During the mission, then-filmmaker Fox documented a team of surgeons performing operations on orphan children with colorectal conditions that prevented them from being adopted. Fox adopted her daughter, Makena, from China in 2006 and had hoped to gain insight into what the first few months of her life were like.
When it was all over, Fox found herself in a Starbucks in Beijing, openly sobbing.
“It changed my life,” Fox said. “It gave my storytelling meaning.”
Forty missions and several professional positions with Mending Kids later, Fox stepped up last month as its executive director.
Previously heading global outreach for the Glendale-based organization, which used to be based in Burbank until last April, Fox said she’s “stepping out of the trenches” to focus on development, fundraising and making sure its existing programs are sustainable.
Typically, the organization plans to return to the same area for at least five years in a row to perform surgeries — and train local staff to perform more complex surgeries — so that the impact isn’t just temporary, she said.

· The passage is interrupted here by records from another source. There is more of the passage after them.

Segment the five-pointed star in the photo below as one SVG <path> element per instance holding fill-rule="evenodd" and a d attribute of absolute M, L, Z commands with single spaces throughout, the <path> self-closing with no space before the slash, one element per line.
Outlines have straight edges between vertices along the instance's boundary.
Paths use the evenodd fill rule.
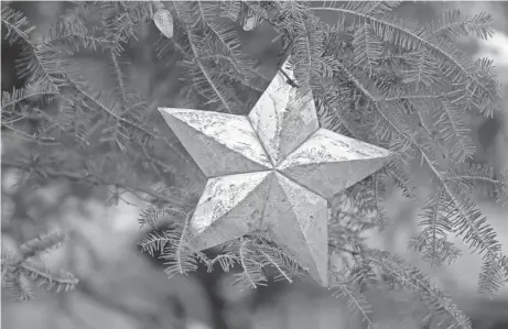
<path fill-rule="evenodd" d="M 294 78 L 288 62 L 284 72 Z M 268 229 L 327 286 L 327 199 L 382 167 L 389 152 L 320 128 L 312 94 L 281 73 L 248 117 L 159 110 L 208 178 L 190 220 L 193 246 Z"/>

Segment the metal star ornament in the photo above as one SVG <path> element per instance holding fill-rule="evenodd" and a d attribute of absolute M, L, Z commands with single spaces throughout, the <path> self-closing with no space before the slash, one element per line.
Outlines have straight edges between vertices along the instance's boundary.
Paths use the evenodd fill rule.
<path fill-rule="evenodd" d="M 288 62 L 282 69 L 294 79 Z M 192 246 L 267 230 L 327 286 L 327 200 L 386 165 L 389 151 L 320 128 L 312 94 L 280 72 L 247 117 L 159 110 L 208 178 L 190 219 Z"/>

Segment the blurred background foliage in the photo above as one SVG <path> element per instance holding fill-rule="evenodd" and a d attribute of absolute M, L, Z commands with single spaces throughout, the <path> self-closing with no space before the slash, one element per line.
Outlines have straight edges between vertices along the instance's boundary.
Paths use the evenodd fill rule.
<path fill-rule="evenodd" d="M 55 15 L 64 13 L 65 2 L 13 2 L 37 26 L 37 33 L 48 32 Z M 498 79 L 505 85 L 502 111 L 493 119 L 472 117 L 477 146 L 475 162 L 488 163 L 508 169 L 508 2 L 407 2 L 398 9 L 401 17 L 425 21 L 444 9 L 461 9 L 466 15 L 486 11 L 494 17 L 496 35 L 488 42 L 464 40 L 460 46 L 473 56 L 494 58 Z M 321 18 L 331 22 L 331 15 Z M 332 22 L 331 22 L 332 23 Z M 175 67 L 154 65 L 153 42 L 156 28 L 148 24 L 140 31 L 140 41 L 125 55 L 132 62 L 132 84 L 151 107 L 179 107 L 186 102 L 180 95 L 181 81 Z M 274 73 L 279 51 L 271 43 L 274 34 L 268 26 L 250 32 L 241 31 L 242 47 L 260 63 L 259 70 L 267 79 Z M 3 32 L 2 32 L 3 37 Z M 2 90 L 21 87 L 15 77 L 13 61 L 20 50 L 2 40 Z M 83 76 L 97 89 L 108 88 L 108 77 L 98 56 L 78 57 Z M 2 138 L 2 156 L 10 150 L 30 147 L 18 139 Z M 417 166 L 417 164 L 415 164 Z M 420 197 L 412 202 L 392 193 L 387 200 L 391 223 L 380 234 L 369 237 L 372 245 L 393 251 L 424 268 L 415 255 L 406 248 L 411 232 L 417 229 L 417 210 L 429 193 L 425 173 L 418 175 Z M 126 197 L 118 204 L 104 202 L 105 188 L 87 188 L 68 182 L 52 180 L 39 189 L 18 188 L 22 175 L 2 171 L 1 238 L 2 248 L 15 250 L 22 242 L 41 231 L 60 228 L 69 242 L 60 250 L 44 255 L 44 261 L 73 272 L 79 279 L 75 292 L 52 295 L 37 290 L 35 300 L 17 304 L 2 292 L 1 325 L 3 328 L 216 328 L 216 329 L 299 329 L 299 328 L 363 328 L 355 317 L 348 316 L 345 305 L 329 293 L 311 283 L 270 284 L 257 290 L 239 292 L 230 285 L 230 275 L 206 273 L 201 268 L 190 276 L 167 281 L 162 264 L 142 254 L 137 246 L 144 230 L 138 226 L 141 201 Z M 198 191 L 204 184 L 197 177 L 192 187 Z M 478 199 L 508 253 L 508 213 L 489 199 Z M 115 239 L 111 239 L 115 237 Z M 454 241 L 461 245 L 461 241 Z M 467 250 L 464 246 L 464 250 Z M 429 270 L 429 274 L 445 289 L 472 318 L 475 329 L 508 328 L 508 290 L 496 299 L 486 300 L 475 294 L 479 257 L 469 252 L 452 266 Z M 387 303 L 375 292 L 369 295 L 375 319 L 385 328 L 417 328 L 410 322 L 396 325 L 398 306 Z M 398 327 L 399 326 L 399 327 Z"/>

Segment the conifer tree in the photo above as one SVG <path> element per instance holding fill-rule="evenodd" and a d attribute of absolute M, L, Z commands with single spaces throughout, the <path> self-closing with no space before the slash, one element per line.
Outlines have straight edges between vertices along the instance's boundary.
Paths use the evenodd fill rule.
<path fill-rule="evenodd" d="M 169 128 L 160 124 L 156 106 L 171 105 L 143 99 L 131 86 L 132 65 L 126 56 L 126 50 L 144 42 L 153 47 L 162 70 L 177 67 L 179 95 L 186 98 L 186 108 L 246 114 L 274 72 L 261 74 L 256 58 L 242 50 L 238 31 L 269 29 L 277 35 L 279 65 L 291 55 L 298 84 L 314 95 L 321 124 L 393 153 L 386 168 L 342 195 L 354 205 L 353 211 L 332 209 L 329 246 L 343 260 L 333 273 L 334 295 L 345 298 L 369 327 L 375 323 L 364 293 L 375 287 L 410 292 L 426 307 L 420 316 L 428 328 L 471 328 L 453 300 L 419 268 L 361 239 L 363 232 L 389 224 L 382 210 L 388 182 L 407 198 L 414 197 L 408 164 L 419 160 L 431 173 L 435 193 L 421 211 L 421 230 L 410 246 L 432 264 L 450 264 L 460 256 L 447 240 L 455 234 L 483 256 L 479 294 L 494 295 L 508 279 L 508 257 L 472 198 L 479 186 L 506 202 L 507 176 L 471 161 L 475 145 L 467 122 L 469 112 L 490 117 L 497 111 L 500 92 L 493 63 L 472 62 L 457 47 L 464 35 L 491 36 L 491 18 L 462 18 L 451 11 L 428 23 L 404 21 L 393 13 L 400 3 L 76 2 L 43 40 L 31 37 L 35 28 L 22 12 L 2 3 L 2 43 L 22 47 L 12 65 L 24 83 L 2 90 L 2 136 L 30 145 L 2 154 L 2 169 L 24 172 L 22 184 L 34 187 L 64 178 L 112 186 L 112 200 L 125 193 L 147 200 L 140 223 L 158 231 L 141 246 L 162 253 L 170 277 L 203 262 L 210 271 L 241 265 L 241 286 L 269 285 L 272 277 L 293 282 L 304 272 L 263 232 L 224 244 L 214 259 L 185 243 L 182 237 L 203 174 Z M 336 23 L 321 21 L 322 12 L 333 13 Z M 156 35 L 154 42 L 139 40 L 147 25 Z M 109 90 L 82 76 L 77 54 L 107 58 Z M 439 161 L 443 156 L 446 163 Z M 72 274 L 29 260 L 62 239 L 61 232 L 41 235 L 26 242 L 22 255 L 2 254 L 2 283 L 22 299 L 30 296 L 31 281 L 74 287 L 78 283 Z"/>

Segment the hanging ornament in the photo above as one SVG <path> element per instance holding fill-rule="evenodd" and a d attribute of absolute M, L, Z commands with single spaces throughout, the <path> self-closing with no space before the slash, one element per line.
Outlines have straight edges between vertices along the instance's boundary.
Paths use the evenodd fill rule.
<path fill-rule="evenodd" d="M 294 80 L 288 61 L 282 69 Z M 381 168 L 389 152 L 320 128 L 310 90 L 280 72 L 247 117 L 159 110 L 208 178 L 190 220 L 192 246 L 267 230 L 327 286 L 327 200 Z"/>
<path fill-rule="evenodd" d="M 252 31 L 261 23 L 261 17 L 249 10 L 244 20 L 244 31 Z"/>
<path fill-rule="evenodd" d="M 173 37 L 173 17 L 171 12 L 164 8 L 159 0 L 153 0 L 153 7 L 156 9 L 155 14 L 153 15 L 153 22 L 155 26 L 164 34 L 165 37 Z"/>

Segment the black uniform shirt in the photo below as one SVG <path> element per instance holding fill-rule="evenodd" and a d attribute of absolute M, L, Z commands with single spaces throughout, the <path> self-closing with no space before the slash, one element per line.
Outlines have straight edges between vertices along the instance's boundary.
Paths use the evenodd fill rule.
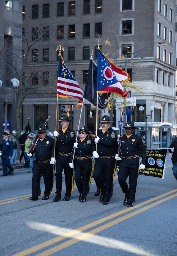
<path fill-rule="evenodd" d="M 126 134 L 122 136 L 121 140 L 122 154 L 124 156 L 139 155 L 142 158 L 142 164 L 145 165 L 146 160 L 146 147 L 143 139 L 140 135 L 133 133 L 128 139 Z"/>
<path fill-rule="evenodd" d="M 57 152 L 62 154 L 71 152 L 75 142 L 75 134 L 74 130 L 68 127 L 64 133 L 62 130 L 58 133 L 58 137 L 57 138 Z"/>
<path fill-rule="evenodd" d="M 43 162 L 54 157 L 54 140 L 47 135 L 41 141 L 39 138 L 33 152 L 37 161 Z"/>
<path fill-rule="evenodd" d="M 97 136 L 100 140 L 97 143 L 97 152 L 98 155 L 101 156 L 106 156 L 116 155 L 117 135 L 114 130 L 109 128 L 103 133 L 102 130 L 99 130 L 97 132 Z M 93 138 L 94 138 L 93 136 Z M 94 139 L 93 139 L 93 144 Z M 96 150 L 96 145 L 94 145 L 94 148 L 93 151 Z"/>

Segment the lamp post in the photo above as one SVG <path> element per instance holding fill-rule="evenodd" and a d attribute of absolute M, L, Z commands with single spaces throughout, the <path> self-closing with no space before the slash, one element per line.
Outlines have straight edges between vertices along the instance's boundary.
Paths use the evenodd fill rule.
<path fill-rule="evenodd" d="M 144 110 L 144 107 L 143 107 L 143 106 L 140 106 L 139 108 L 139 110 L 141 112 L 141 119 L 142 119 L 142 116 L 145 116 L 146 118 L 146 123 L 145 125 L 145 142 L 146 142 L 146 145 L 147 146 L 147 140 L 146 139 L 147 136 L 147 118 L 148 118 L 148 116 L 151 116 L 151 119 L 152 119 L 152 112 L 154 109 L 154 107 L 153 106 L 151 106 L 150 107 L 149 110 L 151 111 L 151 115 L 147 115 L 146 114 L 146 115 L 142 115 L 142 112 Z"/>

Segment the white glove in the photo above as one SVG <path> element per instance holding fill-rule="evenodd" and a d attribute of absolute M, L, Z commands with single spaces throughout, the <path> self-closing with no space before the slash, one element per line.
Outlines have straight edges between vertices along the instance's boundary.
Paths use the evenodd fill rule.
<path fill-rule="evenodd" d="M 57 131 L 54 131 L 53 132 L 53 136 L 55 137 L 58 137 L 59 134 Z"/>
<path fill-rule="evenodd" d="M 98 158 L 99 157 L 99 155 L 97 153 L 96 151 L 93 151 L 92 153 L 93 157 L 95 158 Z"/>
<path fill-rule="evenodd" d="M 75 148 L 77 148 L 77 146 L 78 145 L 78 143 L 77 142 L 75 142 L 74 144 L 74 147 Z M 72 167 L 73 168 L 73 167 Z"/>
<path fill-rule="evenodd" d="M 122 158 L 121 158 L 121 157 L 120 157 L 120 156 L 118 156 L 117 154 L 116 154 L 116 155 L 115 156 L 115 159 L 117 161 L 119 161 L 119 160 L 122 160 Z"/>
<path fill-rule="evenodd" d="M 145 165 L 140 165 L 139 167 L 139 170 L 144 170 L 145 169 Z"/>
<path fill-rule="evenodd" d="M 100 138 L 99 138 L 99 137 L 98 137 L 98 136 L 97 136 L 97 137 L 96 137 L 96 138 L 95 138 L 95 143 L 98 143 L 98 140 L 99 140 L 100 139 Z"/>
<path fill-rule="evenodd" d="M 55 158 L 54 157 L 53 158 L 51 158 L 51 160 L 50 161 L 50 163 L 51 165 L 55 165 L 56 164 L 56 160 Z"/>
<path fill-rule="evenodd" d="M 69 165 L 70 165 L 70 168 L 74 168 L 73 164 L 72 163 L 70 163 Z"/>

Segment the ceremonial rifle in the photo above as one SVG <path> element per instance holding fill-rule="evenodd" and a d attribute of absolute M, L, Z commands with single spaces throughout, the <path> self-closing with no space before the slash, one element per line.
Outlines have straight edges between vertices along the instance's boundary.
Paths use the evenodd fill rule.
<path fill-rule="evenodd" d="M 46 126 L 47 123 L 48 123 L 48 121 L 49 120 L 49 119 L 50 117 L 50 116 L 49 116 L 48 118 L 47 119 L 46 121 L 44 124 L 44 125 L 45 127 Z M 31 145 L 31 146 L 30 148 L 30 149 L 29 150 L 29 151 L 28 152 L 28 154 L 33 154 L 33 151 L 34 150 L 34 149 L 35 147 L 35 146 L 36 145 L 36 143 L 37 143 L 37 141 L 39 139 L 39 135 L 38 134 L 37 134 L 36 137 L 35 137 L 34 139 L 34 141 L 33 141 L 33 143 Z"/>

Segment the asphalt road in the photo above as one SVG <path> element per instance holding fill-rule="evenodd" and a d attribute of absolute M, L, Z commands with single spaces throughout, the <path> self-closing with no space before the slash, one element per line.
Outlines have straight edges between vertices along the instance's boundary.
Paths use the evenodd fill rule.
<path fill-rule="evenodd" d="M 107 205 L 94 196 L 93 179 L 82 203 L 75 184 L 70 201 L 54 202 L 54 181 L 50 199 L 44 201 L 42 178 L 41 196 L 33 201 L 32 174 L 26 169 L 0 177 L 0 255 L 177 255 L 177 182 L 167 158 L 165 171 L 164 180 L 139 175 L 132 208 L 123 205 L 116 174 Z"/>

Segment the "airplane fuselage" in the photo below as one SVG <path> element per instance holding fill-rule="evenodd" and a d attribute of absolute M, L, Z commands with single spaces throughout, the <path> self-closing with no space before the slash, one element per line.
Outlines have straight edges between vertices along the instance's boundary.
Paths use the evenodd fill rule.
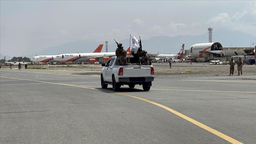
<path fill-rule="evenodd" d="M 89 61 L 90 59 L 107 60 L 115 56 L 115 52 L 65 54 L 57 56 L 54 59 L 61 62 Z"/>
<path fill-rule="evenodd" d="M 218 42 L 196 44 L 191 46 L 188 54 L 195 58 L 221 57 L 243 55 L 246 54 L 242 49 L 223 50 Z"/>
<path fill-rule="evenodd" d="M 31 58 L 30 60 L 36 62 L 56 62 L 57 61 L 54 59 L 56 56 L 57 55 L 36 56 Z"/>

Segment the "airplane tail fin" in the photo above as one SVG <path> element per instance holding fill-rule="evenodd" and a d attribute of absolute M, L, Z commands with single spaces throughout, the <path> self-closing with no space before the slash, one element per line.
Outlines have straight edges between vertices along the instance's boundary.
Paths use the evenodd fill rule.
<path fill-rule="evenodd" d="M 182 44 L 182 46 L 181 46 L 181 48 L 180 51 L 180 52 L 177 54 L 177 55 L 179 55 L 179 56 L 177 56 L 176 58 L 179 59 L 181 59 L 183 57 L 183 55 L 184 55 L 184 46 L 185 45 L 185 44 Z"/>
<path fill-rule="evenodd" d="M 101 44 L 99 45 L 99 46 L 96 48 L 96 49 L 94 51 L 93 53 L 101 52 L 102 47 L 103 47 L 103 44 Z"/>

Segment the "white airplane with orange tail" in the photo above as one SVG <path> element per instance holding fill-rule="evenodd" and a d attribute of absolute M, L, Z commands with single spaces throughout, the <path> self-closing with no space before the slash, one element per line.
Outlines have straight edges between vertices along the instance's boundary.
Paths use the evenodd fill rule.
<path fill-rule="evenodd" d="M 182 44 L 181 46 L 181 48 L 180 51 L 180 52 L 174 55 L 173 54 L 160 54 L 156 56 L 156 58 L 159 59 L 160 58 L 176 58 L 179 59 L 180 59 L 184 55 L 184 46 L 185 44 Z"/>
<path fill-rule="evenodd" d="M 127 55 L 130 53 L 130 47 L 126 51 Z M 57 56 L 54 60 L 62 62 L 89 61 L 94 62 L 101 60 L 108 60 L 111 57 L 116 56 L 115 52 L 108 53 L 81 53 L 80 54 L 65 54 Z"/>
<path fill-rule="evenodd" d="M 99 45 L 99 46 L 98 46 L 93 52 L 100 53 L 101 52 L 101 49 L 102 49 L 102 47 L 103 47 L 103 44 L 101 44 Z M 36 56 L 30 58 L 30 60 L 33 62 L 57 62 L 60 61 L 56 60 L 55 60 L 54 58 L 56 56 L 58 56 L 58 55 L 53 55 Z"/>

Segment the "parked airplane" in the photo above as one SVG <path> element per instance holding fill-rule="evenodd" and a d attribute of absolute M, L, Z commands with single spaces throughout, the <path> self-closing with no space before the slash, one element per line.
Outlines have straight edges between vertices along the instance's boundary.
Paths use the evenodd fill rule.
<path fill-rule="evenodd" d="M 176 58 L 179 59 L 180 59 L 184 55 L 184 45 L 185 44 L 182 44 L 181 46 L 181 48 L 180 51 L 180 52 L 176 55 L 173 54 L 160 54 L 156 56 L 156 58 Z"/>
<path fill-rule="evenodd" d="M 101 52 L 103 44 L 101 44 L 98 46 L 93 53 L 100 53 Z M 77 53 L 76 54 L 80 54 Z M 47 56 L 36 56 L 31 58 L 30 60 L 36 62 L 57 62 L 58 61 L 56 59 L 55 60 L 54 58 L 56 56 L 59 56 L 58 55 L 51 55 Z"/>
<path fill-rule="evenodd" d="M 241 56 L 246 54 L 243 49 L 223 50 L 222 45 L 218 42 L 200 43 L 191 46 L 188 55 L 195 58 L 208 58 L 210 59 L 215 57 L 221 57 Z"/>
<path fill-rule="evenodd" d="M 130 54 L 130 47 L 127 49 L 127 55 Z M 61 62 L 89 61 L 94 62 L 99 60 L 108 60 L 115 56 L 115 52 L 108 53 L 81 53 L 80 54 L 65 54 L 57 56 L 54 59 Z"/>

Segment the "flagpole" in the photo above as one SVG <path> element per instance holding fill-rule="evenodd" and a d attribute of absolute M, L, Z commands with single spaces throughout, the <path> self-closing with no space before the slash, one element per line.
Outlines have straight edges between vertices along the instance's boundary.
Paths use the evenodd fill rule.
<path fill-rule="evenodd" d="M 129 54 L 129 55 L 131 55 L 131 34 L 130 34 L 130 45 L 129 46 L 130 46 L 130 53 Z"/>
<path fill-rule="evenodd" d="M 130 53 L 129 53 L 129 56 L 131 55 L 131 34 L 130 34 L 130 45 L 129 46 L 129 47 L 130 47 Z M 131 60 L 130 59 L 130 57 L 129 57 L 129 63 L 130 63 Z"/>

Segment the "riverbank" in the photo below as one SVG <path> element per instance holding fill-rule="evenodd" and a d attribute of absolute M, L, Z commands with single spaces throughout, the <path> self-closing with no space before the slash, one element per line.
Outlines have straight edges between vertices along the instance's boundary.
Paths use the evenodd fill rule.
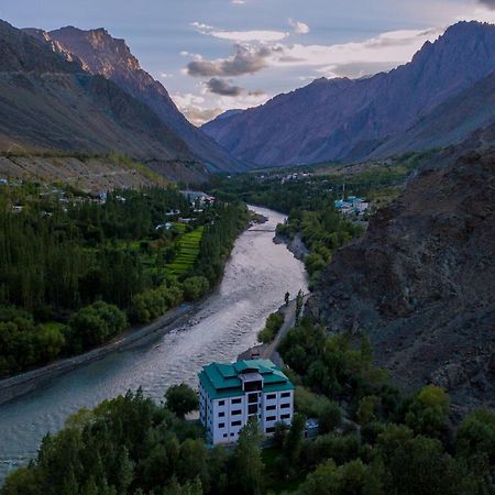
<path fill-rule="evenodd" d="M 276 233 L 273 242 L 275 244 L 285 244 L 287 249 L 294 254 L 296 260 L 304 261 L 305 257 L 309 254 L 309 250 L 302 242 L 299 232 L 294 235 L 294 239 Z"/>
<path fill-rule="evenodd" d="M 197 388 L 198 372 L 212 362 L 234 361 L 256 343 L 256 334 L 284 294 L 307 292 L 304 265 L 273 242 L 284 216 L 253 208 L 268 218 L 244 231 L 227 261 L 223 279 L 198 307 L 133 345 L 75 366 L 0 406 L 0 485 L 13 469 L 34 459 L 43 437 L 55 433 L 80 408 L 142 388 L 160 403 L 179 383 Z"/>
<path fill-rule="evenodd" d="M 0 405 L 29 394 L 38 386 L 44 385 L 51 380 L 68 373 L 82 364 L 89 364 L 100 360 L 111 352 L 123 351 L 133 345 L 142 345 L 152 337 L 156 338 L 165 334 L 170 330 L 173 323 L 179 323 L 180 319 L 186 319 L 200 304 L 201 301 L 183 304 L 179 307 L 172 309 L 153 323 L 128 330 L 125 333 L 119 336 L 118 339 L 97 349 L 92 349 L 89 352 L 56 361 L 46 366 L 0 381 Z"/>
<path fill-rule="evenodd" d="M 306 302 L 309 300 L 310 295 L 307 294 L 302 299 L 302 310 Z M 246 351 L 239 354 L 238 360 L 250 360 L 250 359 L 264 359 L 271 360 L 278 366 L 283 365 L 280 355 L 277 352 L 278 345 L 282 339 L 287 334 L 287 332 L 296 326 L 296 311 L 297 311 L 297 299 L 293 299 L 288 305 L 283 305 L 278 308 L 277 314 L 284 316 L 284 323 L 278 330 L 275 339 L 270 344 L 254 345 Z"/>

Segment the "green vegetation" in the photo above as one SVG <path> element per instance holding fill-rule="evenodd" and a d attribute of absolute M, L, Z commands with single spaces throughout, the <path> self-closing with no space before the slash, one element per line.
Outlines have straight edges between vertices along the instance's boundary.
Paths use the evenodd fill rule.
<path fill-rule="evenodd" d="M 166 229 L 177 210 L 190 222 Z M 0 376 L 86 351 L 128 321 L 146 323 L 205 296 L 248 218 L 239 202 L 195 212 L 173 187 L 101 200 L 61 185 L 2 186 Z"/>
<path fill-rule="evenodd" d="M 495 413 L 454 428 L 446 392 L 404 396 L 372 364 L 366 340 L 328 336 L 301 318 L 280 353 L 297 384 L 297 414 L 262 450 L 256 422 L 233 449 L 207 449 L 184 416 L 198 397 L 170 387 L 165 405 L 142 393 L 82 409 L 47 436 L 36 460 L 9 475 L 2 495 L 472 495 L 493 493 Z M 319 436 L 305 438 L 305 417 Z"/>
<path fill-rule="evenodd" d="M 177 229 L 178 226 L 184 226 L 178 223 L 174 226 Z M 185 229 L 177 229 L 180 233 L 185 232 Z M 196 230 L 184 233 L 184 235 L 177 242 L 177 255 L 173 263 L 167 266 L 167 272 L 170 275 L 182 276 L 190 272 L 195 266 L 196 261 L 199 256 L 199 251 L 201 246 L 201 239 L 204 233 L 204 227 L 198 227 Z"/>
<path fill-rule="evenodd" d="M 280 312 L 272 312 L 266 319 L 266 324 L 263 330 L 257 334 L 258 342 L 271 343 L 274 341 L 275 337 L 284 324 L 284 315 Z"/>
<path fill-rule="evenodd" d="M 198 395 L 185 383 L 174 385 L 165 394 L 165 404 L 172 413 L 183 418 L 199 407 Z"/>
<path fill-rule="evenodd" d="M 361 235 L 364 229 L 337 211 L 334 200 L 339 193 L 331 187 L 328 177 L 310 176 L 297 180 L 280 177 L 280 174 L 263 178 L 243 175 L 223 179 L 215 193 L 226 200 L 239 196 L 246 202 L 287 213 L 287 223 L 278 226 L 277 233 L 288 240 L 299 235 L 305 243 L 309 251 L 305 265 L 312 287 L 331 261 L 332 253 Z"/>

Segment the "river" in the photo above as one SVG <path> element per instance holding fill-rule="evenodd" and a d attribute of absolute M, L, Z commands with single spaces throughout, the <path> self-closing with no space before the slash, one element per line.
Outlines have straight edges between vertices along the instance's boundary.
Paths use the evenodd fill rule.
<path fill-rule="evenodd" d="M 55 432 L 70 414 L 91 408 L 129 388 L 161 400 L 169 385 L 197 387 L 197 373 L 211 361 L 233 361 L 256 341 L 266 317 L 288 290 L 307 289 L 301 262 L 273 230 L 284 216 L 252 208 L 268 221 L 242 233 L 227 263 L 220 287 L 190 316 L 187 324 L 77 367 L 11 403 L 0 406 L 0 485 L 6 474 L 29 462 L 46 432 Z"/>

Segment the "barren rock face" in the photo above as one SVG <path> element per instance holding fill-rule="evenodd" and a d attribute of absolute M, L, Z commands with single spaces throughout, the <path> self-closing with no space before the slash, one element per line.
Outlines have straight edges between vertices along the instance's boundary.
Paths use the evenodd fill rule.
<path fill-rule="evenodd" d="M 50 42 L 56 43 L 55 50 L 69 58 L 77 58 L 86 70 L 112 80 L 150 107 L 165 124 L 180 135 L 195 156 L 205 161 L 211 168 L 246 168 L 245 164 L 234 160 L 211 138 L 186 120 L 162 84 L 141 68 L 124 40 L 112 37 L 105 29 L 82 31 L 72 26 L 52 31 L 46 35 Z"/>
<path fill-rule="evenodd" d="M 493 121 L 495 80 L 455 97 L 494 70 L 495 26 L 463 22 L 395 70 L 318 79 L 202 129 L 234 156 L 268 166 L 440 147 Z M 481 100 L 481 91 L 487 98 Z"/>
<path fill-rule="evenodd" d="M 495 136 L 494 128 L 486 134 Z M 403 388 L 495 405 L 495 150 L 421 172 L 338 252 L 312 301 L 330 331 L 367 333 Z M 433 164 L 435 165 L 435 164 Z"/>

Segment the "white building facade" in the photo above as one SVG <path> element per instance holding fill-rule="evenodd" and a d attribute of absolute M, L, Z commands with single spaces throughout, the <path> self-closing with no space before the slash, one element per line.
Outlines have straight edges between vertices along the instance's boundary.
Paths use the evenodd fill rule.
<path fill-rule="evenodd" d="M 294 385 L 268 360 L 211 363 L 199 373 L 199 411 L 210 444 L 235 442 L 250 418 L 270 436 L 293 420 Z"/>

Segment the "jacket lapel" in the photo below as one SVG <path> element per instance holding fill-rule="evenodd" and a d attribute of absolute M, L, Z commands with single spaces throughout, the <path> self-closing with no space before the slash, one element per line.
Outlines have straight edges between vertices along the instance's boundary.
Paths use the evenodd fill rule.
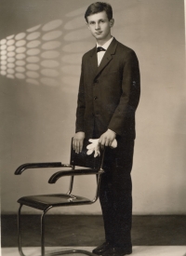
<path fill-rule="evenodd" d="M 97 59 L 96 47 L 94 47 L 91 50 L 89 61 L 90 61 L 90 64 L 91 64 L 92 73 L 95 75 L 95 74 L 97 73 L 97 69 L 98 69 L 98 59 Z"/>
<path fill-rule="evenodd" d="M 100 66 L 98 67 L 97 64 L 97 73 L 96 73 L 96 76 L 99 75 L 99 74 L 108 65 L 108 63 L 112 61 L 113 59 L 113 55 L 115 54 L 115 49 L 117 47 L 117 41 L 115 40 L 115 38 L 113 38 L 113 40 L 112 41 L 111 45 L 109 46 L 108 49 L 106 50 Z"/>
<path fill-rule="evenodd" d="M 98 58 L 97 58 L 97 47 L 94 47 L 91 50 L 90 64 L 91 64 L 92 72 L 93 74 L 95 74 L 95 77 L 97 77 L 100 74 L 100 73 L 112 61 L 113 55 L 115 54 L 116 47 L 117 47 L 117 41 L 115 40 L 115 38 L 113 38 L 108 49 L 106 50 L 99 67 L 98 67 Z"/>

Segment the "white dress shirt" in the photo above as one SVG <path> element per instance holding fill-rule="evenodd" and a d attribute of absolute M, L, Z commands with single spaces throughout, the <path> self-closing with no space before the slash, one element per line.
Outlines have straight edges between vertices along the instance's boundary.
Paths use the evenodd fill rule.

It’s been a whirlwind transition. Since taking over from former executive director Chris Johnson, “I’ve been in a state of frazzle because I’ve had to go from 0 to 60,” Fox said.
Just around the corner, on Feb. 21, is Mending Kids’ seventh annual gala, which Fox described as the organization’s most important event because of its critical fundraising function. Originally scheduled for Nov. 17, the event was moved because some staff and donors were affected by the wildfires — including Fox, who lives in Malibu.
Then there are five medical missions to plan: Peru in April, Tanzania in May, Armenia in June, and to-be-determined trips to the East and West coasts of the United States.
To some degree, Fox’s experience has been like going on one of the missions: Part of the process is planning for the unexpected. Sometimes it’s difficult getting through customs to far-flung countries. Sometimes patients don’t show up for appointments and don’t have a cellphone so they can be reached. Sometimes patients pass away before the medical team arrives.
“Sometimes it’s quite discouraging, but at the same time we’re conditioned to just have to roll with it,” Fox said. “That’s how I’m approaching this [job], preparing the best I can and adapting accordingly.”